In the NUDA VERITAS collection, the earliest work is dated 1974: this is an expressionist representation of a sportswoman, a large-scale canvas (201x146 cm) by Ashraf Murad. He, together with a small number of artists who are represented here, Javad Mirjavadov, Rasim Babayev and Kamal Ahmed, were the few who set about rethinking late modernism under the conditions of Soviet censorship, laying the ground for the liberalisation of art within that context – a unique citizens' action. At that time, unofficial art expressed counter-reactions to the ideological art of Socialist Realism, and also served as a connecting link to the processes at work in western art, embracing a different artistic experience, far removed in terms of political convictions. The dissident culture of the former Soviet republics, by expressing its opposition, recognised the reality of existential problems and asserted values that were ignored by the official regime. The public representation of individual, private experience was, in itself, an act of opposition. In this sense, interest in the human body as a medium for expressing subjective vision, personal experience and the as yet undiscovered possibilities of matter, led to a unique representation of the understanding of truth.
This process became more open and the quest more diverse during perestroika and the euphoria of the 1990s; in the works of Altai Sadikhzadeh, human figures collectively reveal the predominant energy of the subconscious – a very current concern at the time of their creation; Huseyn Haqverdi represents an archetypal laconicism; MirNadir Zeynalov's quest for form binds the body within an authentic context; in the work of Sabina Shikhlinskaya, the plasticity of the line articulates an introspective depth; on Eldar Kurban's canvases, the fantastic and the rational merge into a unity growing out of the artist's meditations on the essence of female nature.
The unifying element in the work of the representatives of this generation - the currently active artists who began their careers under the Soviet regime and have lived through all the hardships of the period of transformation in their country and in society - is the representation by each one of them of his or her own version of a conceptual vision and specific perception of the processes and conditions of censorship or relative freedom of action.
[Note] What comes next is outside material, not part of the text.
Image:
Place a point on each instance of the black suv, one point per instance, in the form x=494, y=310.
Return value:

They are already presenting the theme of the body under different conditions and in a different way; for them the nude figure is one of the many channels for expressing their artistic ideas. This fresh approach has raised new questions on the perception of the female body by viewers who have themselves been caught up in a process of change and new experiences: who is this new woman? What can serve as the embodiment of a symbol woven from the collapse of the old order, the contradictions and the search for ideals in the ruins of the post-Soviet period? Where is the source of such rich variety of form and line in the female body as portrayed in the works of the artists in this exhibition?
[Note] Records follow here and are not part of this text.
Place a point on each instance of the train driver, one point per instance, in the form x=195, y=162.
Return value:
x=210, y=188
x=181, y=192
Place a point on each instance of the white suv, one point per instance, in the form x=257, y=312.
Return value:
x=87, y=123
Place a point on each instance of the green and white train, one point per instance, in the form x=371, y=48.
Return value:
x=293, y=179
The answers to these and other questions can be found only by journeying into the world of the individual artistic systems of the painters represented in the NUDA VERITAS project – artists of various generations, styles and world views, each of whom creates his or her own version of the conceptual vision and specific perception of processes at the intersection of life and art, showing a quality of openness and sincerity in relation to the specific theme of the human body, as an eternal metaphor for the endless discussion of Truth.